The European Commission launched an antitrust probe last week to force the Russian gas company to cut prices and publicize the formula that governs its supply contracts to Europe.
Gazprom delivers about 25 percent of the continent’s gas needs. It is the largest private gas producer in the world and maintains close ties to the Russian government.
Gazprom denounced the European Commission’s effort as an attempt to influence prices at a time of lackluster growth in the West. “This is an attempt to solve the economic problems of [Europe] at Russia’s cost,” said a spokesman.
Alexei Miller, Gazprom’s chief executive, said on Tuesday that the president’s decree would prevent his company from negotiating discounts with major energy companies in Europe, including Germany’s RWE and Poland’s PGNIG. He lamented, “There is no need for them to turn to us anymore.”
European competition commissioner Joaquín Almunia said earlier in the day that Gazprom’s long-term contracts may no longer be justified because of increased supplies of shale gas. He believes that the company may be hindering the free flow of natural gas across Europe and abusing its position as the dominant supplier to Central and European Europe to impose unfair prices on its customers by linking the cost of gas to oil.
The Russian government has intervened repeatedly in recent years to secure the position of its energy exporting companies, whether private or state owned.
American diplomatic cables released by the whistleblowers’ website WikiLeaks revealed that Azerbaijani officials in 2009 worried that Russia would take advantage “of the current poor state of Azerbaijani-Turkish relations and stalled gas transit discussions to kill the prospects for transit of Azerbaijani and Turkmen gas to international markets.”
The European Commission has been in talks with Azerbaijan and Turkmenistan since last year with the aim of importing natural gas from the Caspian Sea region through Turkey which would dilute Russia’s virtual monopoly on gas transit in the region.
The South Caucasus Pipeline, which has been operational since 2006 and carries gas from Azerbaijan’s Shah Deniz field via Georgia into Turkey, is supposed to link up with the planned Nabucco pipeline.

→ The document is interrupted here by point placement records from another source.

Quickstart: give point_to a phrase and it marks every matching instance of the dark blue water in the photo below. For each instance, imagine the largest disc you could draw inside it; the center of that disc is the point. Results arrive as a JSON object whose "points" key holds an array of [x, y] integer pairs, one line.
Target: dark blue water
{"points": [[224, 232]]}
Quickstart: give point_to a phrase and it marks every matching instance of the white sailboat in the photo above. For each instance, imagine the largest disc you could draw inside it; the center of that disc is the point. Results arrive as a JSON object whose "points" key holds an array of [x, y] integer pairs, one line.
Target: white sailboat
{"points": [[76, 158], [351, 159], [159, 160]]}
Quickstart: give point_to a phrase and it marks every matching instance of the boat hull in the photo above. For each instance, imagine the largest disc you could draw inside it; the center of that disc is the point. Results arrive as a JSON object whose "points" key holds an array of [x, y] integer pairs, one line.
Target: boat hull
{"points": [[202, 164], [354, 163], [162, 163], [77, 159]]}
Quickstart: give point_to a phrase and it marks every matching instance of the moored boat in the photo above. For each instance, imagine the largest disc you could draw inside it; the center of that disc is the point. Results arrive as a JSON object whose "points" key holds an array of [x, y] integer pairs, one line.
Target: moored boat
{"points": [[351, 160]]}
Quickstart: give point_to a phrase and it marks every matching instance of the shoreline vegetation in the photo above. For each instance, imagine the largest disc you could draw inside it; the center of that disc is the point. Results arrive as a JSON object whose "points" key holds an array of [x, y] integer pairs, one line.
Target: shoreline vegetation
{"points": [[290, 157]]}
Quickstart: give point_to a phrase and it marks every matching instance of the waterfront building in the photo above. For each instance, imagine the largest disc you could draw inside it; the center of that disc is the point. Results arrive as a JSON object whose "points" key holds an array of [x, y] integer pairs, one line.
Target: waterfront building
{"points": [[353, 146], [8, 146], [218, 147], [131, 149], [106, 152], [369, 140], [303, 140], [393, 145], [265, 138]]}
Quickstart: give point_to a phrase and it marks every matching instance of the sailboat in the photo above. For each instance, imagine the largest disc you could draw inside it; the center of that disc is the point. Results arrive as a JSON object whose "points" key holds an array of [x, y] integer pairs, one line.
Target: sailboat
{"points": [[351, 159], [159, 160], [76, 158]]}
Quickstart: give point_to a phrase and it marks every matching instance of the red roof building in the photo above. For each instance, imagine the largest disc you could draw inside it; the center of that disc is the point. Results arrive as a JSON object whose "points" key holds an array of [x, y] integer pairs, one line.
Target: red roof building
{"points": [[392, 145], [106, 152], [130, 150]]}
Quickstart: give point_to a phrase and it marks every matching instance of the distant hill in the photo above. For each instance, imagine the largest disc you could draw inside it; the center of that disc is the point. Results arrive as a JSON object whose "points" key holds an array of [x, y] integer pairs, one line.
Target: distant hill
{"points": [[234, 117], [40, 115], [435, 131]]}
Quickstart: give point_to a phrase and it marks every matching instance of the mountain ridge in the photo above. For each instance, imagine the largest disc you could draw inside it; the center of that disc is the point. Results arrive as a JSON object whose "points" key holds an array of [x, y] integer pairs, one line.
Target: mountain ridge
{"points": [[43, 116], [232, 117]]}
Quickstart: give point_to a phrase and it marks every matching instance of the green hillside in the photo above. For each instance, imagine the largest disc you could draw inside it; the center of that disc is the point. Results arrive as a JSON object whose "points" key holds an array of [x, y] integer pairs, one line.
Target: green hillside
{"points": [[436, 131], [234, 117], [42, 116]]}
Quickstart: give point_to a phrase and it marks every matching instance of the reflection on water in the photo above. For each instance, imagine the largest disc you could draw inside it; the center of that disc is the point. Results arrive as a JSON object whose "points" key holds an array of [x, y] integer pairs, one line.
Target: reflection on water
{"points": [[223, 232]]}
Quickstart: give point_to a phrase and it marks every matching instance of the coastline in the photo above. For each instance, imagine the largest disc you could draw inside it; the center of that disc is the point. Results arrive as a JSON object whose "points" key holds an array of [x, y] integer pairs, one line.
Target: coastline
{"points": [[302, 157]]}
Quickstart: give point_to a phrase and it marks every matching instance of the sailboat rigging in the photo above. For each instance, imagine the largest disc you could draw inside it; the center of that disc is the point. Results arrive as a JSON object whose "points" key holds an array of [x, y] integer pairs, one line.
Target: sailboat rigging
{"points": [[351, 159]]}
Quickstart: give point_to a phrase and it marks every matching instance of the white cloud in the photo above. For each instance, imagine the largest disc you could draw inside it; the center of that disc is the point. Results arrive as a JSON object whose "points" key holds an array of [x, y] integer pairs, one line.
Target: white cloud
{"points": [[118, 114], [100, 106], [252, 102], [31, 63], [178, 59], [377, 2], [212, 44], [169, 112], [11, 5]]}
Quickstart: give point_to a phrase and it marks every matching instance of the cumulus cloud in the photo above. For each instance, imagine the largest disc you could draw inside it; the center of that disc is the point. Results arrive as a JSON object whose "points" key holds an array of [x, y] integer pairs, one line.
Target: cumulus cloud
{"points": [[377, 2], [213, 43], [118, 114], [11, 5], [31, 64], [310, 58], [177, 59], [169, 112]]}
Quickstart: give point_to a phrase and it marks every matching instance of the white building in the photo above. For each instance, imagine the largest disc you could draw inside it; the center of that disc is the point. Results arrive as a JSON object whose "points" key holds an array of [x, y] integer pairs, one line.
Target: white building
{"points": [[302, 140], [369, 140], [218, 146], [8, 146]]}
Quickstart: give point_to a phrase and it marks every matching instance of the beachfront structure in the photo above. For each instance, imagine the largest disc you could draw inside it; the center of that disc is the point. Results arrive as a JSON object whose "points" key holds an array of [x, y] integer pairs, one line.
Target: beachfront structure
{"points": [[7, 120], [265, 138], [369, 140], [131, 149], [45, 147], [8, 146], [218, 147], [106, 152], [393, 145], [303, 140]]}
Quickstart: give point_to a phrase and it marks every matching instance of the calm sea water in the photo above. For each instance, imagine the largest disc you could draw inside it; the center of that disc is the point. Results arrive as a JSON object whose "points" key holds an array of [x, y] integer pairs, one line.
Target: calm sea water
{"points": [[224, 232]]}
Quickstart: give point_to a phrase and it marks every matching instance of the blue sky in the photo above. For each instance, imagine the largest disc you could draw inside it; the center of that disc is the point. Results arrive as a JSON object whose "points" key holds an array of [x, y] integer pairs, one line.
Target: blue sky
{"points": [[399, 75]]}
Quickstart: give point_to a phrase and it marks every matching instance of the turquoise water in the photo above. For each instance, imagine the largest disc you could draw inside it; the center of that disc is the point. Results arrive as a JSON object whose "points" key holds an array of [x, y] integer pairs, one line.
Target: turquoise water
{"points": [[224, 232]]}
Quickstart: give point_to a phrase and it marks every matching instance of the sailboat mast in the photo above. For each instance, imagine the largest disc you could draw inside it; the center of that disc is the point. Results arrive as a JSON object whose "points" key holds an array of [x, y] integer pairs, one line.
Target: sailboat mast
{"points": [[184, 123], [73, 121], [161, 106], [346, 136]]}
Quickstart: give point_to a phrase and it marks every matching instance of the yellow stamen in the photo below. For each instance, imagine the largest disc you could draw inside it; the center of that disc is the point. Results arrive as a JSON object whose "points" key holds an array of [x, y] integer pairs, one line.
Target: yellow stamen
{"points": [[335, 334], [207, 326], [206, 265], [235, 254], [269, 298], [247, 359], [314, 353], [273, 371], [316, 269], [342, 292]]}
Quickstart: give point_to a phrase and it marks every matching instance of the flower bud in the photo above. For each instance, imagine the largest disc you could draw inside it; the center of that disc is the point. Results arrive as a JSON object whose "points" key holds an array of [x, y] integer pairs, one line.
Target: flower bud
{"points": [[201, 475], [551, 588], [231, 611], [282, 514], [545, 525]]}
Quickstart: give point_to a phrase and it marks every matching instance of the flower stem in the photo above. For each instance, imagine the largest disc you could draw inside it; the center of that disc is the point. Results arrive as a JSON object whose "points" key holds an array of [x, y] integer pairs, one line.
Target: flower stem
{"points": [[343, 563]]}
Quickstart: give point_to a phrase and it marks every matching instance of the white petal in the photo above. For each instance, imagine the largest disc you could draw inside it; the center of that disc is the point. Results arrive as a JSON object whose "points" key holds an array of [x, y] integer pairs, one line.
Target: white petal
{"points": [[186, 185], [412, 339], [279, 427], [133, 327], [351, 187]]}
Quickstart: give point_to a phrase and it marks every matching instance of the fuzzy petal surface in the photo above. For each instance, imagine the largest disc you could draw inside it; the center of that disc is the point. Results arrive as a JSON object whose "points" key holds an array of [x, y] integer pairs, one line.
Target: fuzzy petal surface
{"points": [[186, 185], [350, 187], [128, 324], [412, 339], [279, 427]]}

Gazprom has proposed to extend its Blue Stream pipeline up through Bulgaria and Serbia as an alternative.
Another alternative supplier of natural gas may be Ukraine. Prime Minister Mykola Azarov told The Wall Street Journal in May that his country will expand domestic gas production by 25 percent in the next three years. Hydraulic fracturing technology holds the key to “covering all of Ukraine’s needs,” he said. The United States Energy Information Administration estimates that Ukraine has the third largest shale gas reserves in Europe at 1.2 trillion cubic meters, some twenty times its annual needs.

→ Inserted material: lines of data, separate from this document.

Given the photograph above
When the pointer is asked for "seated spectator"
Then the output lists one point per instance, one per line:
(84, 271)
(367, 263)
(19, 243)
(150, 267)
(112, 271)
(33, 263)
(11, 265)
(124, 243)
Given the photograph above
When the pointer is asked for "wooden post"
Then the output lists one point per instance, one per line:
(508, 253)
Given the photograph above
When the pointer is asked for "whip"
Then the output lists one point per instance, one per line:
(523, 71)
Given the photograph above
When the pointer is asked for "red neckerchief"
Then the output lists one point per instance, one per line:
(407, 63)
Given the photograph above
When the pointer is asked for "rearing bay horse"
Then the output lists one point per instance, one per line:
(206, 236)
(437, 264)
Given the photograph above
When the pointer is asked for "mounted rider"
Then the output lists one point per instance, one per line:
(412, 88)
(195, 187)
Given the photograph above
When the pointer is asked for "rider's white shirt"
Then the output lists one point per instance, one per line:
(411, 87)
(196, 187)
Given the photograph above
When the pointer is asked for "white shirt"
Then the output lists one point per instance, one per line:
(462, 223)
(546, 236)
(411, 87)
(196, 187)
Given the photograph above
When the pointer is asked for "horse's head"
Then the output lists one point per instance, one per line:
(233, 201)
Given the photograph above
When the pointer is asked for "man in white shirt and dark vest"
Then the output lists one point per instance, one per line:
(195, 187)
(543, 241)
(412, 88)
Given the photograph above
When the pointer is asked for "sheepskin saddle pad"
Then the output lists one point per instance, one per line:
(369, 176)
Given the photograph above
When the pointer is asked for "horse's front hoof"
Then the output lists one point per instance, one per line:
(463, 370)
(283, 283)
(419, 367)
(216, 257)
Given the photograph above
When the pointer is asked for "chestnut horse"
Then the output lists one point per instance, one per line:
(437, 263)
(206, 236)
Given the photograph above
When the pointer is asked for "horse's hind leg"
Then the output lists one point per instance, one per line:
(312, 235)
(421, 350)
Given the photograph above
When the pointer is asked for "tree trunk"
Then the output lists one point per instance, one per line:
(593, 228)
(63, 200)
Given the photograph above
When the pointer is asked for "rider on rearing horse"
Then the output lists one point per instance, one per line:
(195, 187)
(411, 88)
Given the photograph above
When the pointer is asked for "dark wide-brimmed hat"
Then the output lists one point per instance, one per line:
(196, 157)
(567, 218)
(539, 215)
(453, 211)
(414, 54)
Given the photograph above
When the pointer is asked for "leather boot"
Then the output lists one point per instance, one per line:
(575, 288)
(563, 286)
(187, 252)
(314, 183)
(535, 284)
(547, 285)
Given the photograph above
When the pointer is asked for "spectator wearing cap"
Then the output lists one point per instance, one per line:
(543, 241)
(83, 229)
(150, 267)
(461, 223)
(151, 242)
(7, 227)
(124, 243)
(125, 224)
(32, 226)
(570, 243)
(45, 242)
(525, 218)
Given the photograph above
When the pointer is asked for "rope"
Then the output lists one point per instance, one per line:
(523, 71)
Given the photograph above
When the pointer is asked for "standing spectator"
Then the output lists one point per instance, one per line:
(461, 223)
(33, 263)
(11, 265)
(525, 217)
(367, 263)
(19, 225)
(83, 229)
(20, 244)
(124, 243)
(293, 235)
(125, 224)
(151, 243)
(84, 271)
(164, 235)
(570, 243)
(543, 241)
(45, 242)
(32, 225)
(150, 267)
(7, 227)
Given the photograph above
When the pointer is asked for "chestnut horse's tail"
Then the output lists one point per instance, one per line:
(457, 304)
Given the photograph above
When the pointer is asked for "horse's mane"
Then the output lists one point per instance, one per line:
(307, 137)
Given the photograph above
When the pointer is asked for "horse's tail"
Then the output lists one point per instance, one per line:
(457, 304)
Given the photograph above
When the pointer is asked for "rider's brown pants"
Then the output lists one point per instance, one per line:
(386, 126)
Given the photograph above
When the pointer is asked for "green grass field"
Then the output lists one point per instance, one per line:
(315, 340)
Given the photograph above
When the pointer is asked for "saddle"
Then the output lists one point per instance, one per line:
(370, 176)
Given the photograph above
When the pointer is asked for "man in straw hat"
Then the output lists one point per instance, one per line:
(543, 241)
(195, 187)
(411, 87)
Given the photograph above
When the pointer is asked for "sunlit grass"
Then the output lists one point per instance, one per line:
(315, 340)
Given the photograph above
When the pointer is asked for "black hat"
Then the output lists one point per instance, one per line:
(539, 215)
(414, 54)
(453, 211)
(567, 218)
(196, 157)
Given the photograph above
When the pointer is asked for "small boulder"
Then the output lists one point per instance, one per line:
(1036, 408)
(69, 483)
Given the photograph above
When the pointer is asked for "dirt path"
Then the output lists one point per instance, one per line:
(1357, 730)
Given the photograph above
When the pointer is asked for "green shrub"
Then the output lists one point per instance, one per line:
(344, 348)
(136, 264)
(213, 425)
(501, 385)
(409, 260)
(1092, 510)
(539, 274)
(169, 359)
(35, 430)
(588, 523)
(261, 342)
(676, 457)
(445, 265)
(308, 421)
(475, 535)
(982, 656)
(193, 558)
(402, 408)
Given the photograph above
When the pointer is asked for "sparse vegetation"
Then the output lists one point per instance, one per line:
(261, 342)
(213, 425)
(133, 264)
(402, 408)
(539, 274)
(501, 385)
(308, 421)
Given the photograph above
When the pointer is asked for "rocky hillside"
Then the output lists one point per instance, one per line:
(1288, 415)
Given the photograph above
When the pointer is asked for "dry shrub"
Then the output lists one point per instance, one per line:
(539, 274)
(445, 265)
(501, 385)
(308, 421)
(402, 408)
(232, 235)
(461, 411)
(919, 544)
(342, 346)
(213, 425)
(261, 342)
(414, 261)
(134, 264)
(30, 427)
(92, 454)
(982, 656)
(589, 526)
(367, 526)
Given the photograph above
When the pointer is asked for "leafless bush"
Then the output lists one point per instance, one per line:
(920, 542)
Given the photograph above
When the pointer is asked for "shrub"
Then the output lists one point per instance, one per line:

Russia backed the election of incumbent president Viktor Yanukovich in 2010 in an attempt to retain its influence in the former Soviet republic and twice in recent years shut off natural gas exports to the country amid price disputes with Kiev. Gazprom blamed Ukraine’s siphoning of gas supplies for shortages in Europe last winter.
Transneft, Russia’s state pipeline company, announced in February that it was in talks with the Czech Republic and Germany to bypass Ukrainian export infrastructure altogether.
By keeping supply below demand and oil and gas sales overpriced, Moscow hopes to force the Ukrainians to trade more of their industrial assets for energy and accelerate a process of economic reintegration that stalled under the previous, pro-Western government. But even the more pro-Russian Yanukovich is reluctant to give his neighbor more control over his gas transit system because it is the only leverage he has against the Kremlin.
Putin’s recent legal move is unlikely to deter the European Commission’s investigation. Gazprom can refuse to comply with requests for information but regulators do have access to all of the company’s competitors and partners in Europe.